Really, if anybody had been paying attention when the Truth and Reconciliation Report had come out five, six years before that, there’s a whole section on those graves. One of the asks was for funding to look for them. It really wasn’t a surprise, but it still was because people weren’t paying attention. And so then you feel bad, and you want to fix it, and that’s a normal, laudable human reaction to see something terrible and want to take action, want to do something about it.

What I did was when my inbox flooded with messages about, “I feel terrible. What can I do?” was I gave people reading lists. Educate yourself. Participate in this program. Learn something. It’s really sending people away to do their own work. Then come back to me when you’ve got good questions, when you want clarification on things that you’ve taken the trouble to educate yourself on.

What happened at residential schools was the result of forcing people to comply with policies that benefited a certain part of the population over others. It was the result of secrets, hiding the abuses of power. So look at your own organization. Where are you protecting the organization?

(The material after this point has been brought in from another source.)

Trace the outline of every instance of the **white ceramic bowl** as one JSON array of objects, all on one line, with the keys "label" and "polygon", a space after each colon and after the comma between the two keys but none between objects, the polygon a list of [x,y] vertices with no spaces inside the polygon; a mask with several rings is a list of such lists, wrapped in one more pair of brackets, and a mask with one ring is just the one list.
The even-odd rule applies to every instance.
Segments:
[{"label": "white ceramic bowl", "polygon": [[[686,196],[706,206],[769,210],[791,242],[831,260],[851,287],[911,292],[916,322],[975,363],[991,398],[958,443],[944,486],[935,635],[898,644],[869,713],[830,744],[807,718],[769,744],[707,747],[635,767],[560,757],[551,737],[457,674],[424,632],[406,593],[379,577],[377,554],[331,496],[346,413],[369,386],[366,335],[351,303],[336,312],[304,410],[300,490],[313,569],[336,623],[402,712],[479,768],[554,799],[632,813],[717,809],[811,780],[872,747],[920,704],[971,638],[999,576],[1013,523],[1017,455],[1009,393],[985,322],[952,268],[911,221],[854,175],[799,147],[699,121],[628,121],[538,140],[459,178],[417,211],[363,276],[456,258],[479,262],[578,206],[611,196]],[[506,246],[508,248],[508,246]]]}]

You write, “There’s work to be done long before we sit down together.” What does that work look like for white Christians? For Indigenous peoples?

For Indigenous peoples, it’s about getting the colonization out of our heads. It’s about returning to our ways of understanding the world. And there are a lot of those internal things happening. There’s a lot more ceremony available than what used to be.

White Christians as a collective are really going to have to think about their landholding and what does it mean to be preaching Sunday after Sunday about grace and reconciliation and Jesus giving up everything to become human, leaving heaven and coming to earth, and you’re doing it on stolen land?

Once you start picking up those threads, you can’t stop, and it shifts how you read and how you hear everything. And I think that’s really important because the church is always evolving. The church as it exists now is not the church that existed 2,000 years ago, and there is no pure, original church that Christians should be trying to get back to. They should be looking at the text: How do we live now as a church in this world? What does it mean to be in relationship with Indigenous people? Do we even know who the tribes are in our area? What does our charity look like? Are we donating to things that are geared toward proselytizing? Or are we handing over money they can use for language revitalization because that’s something we took from them?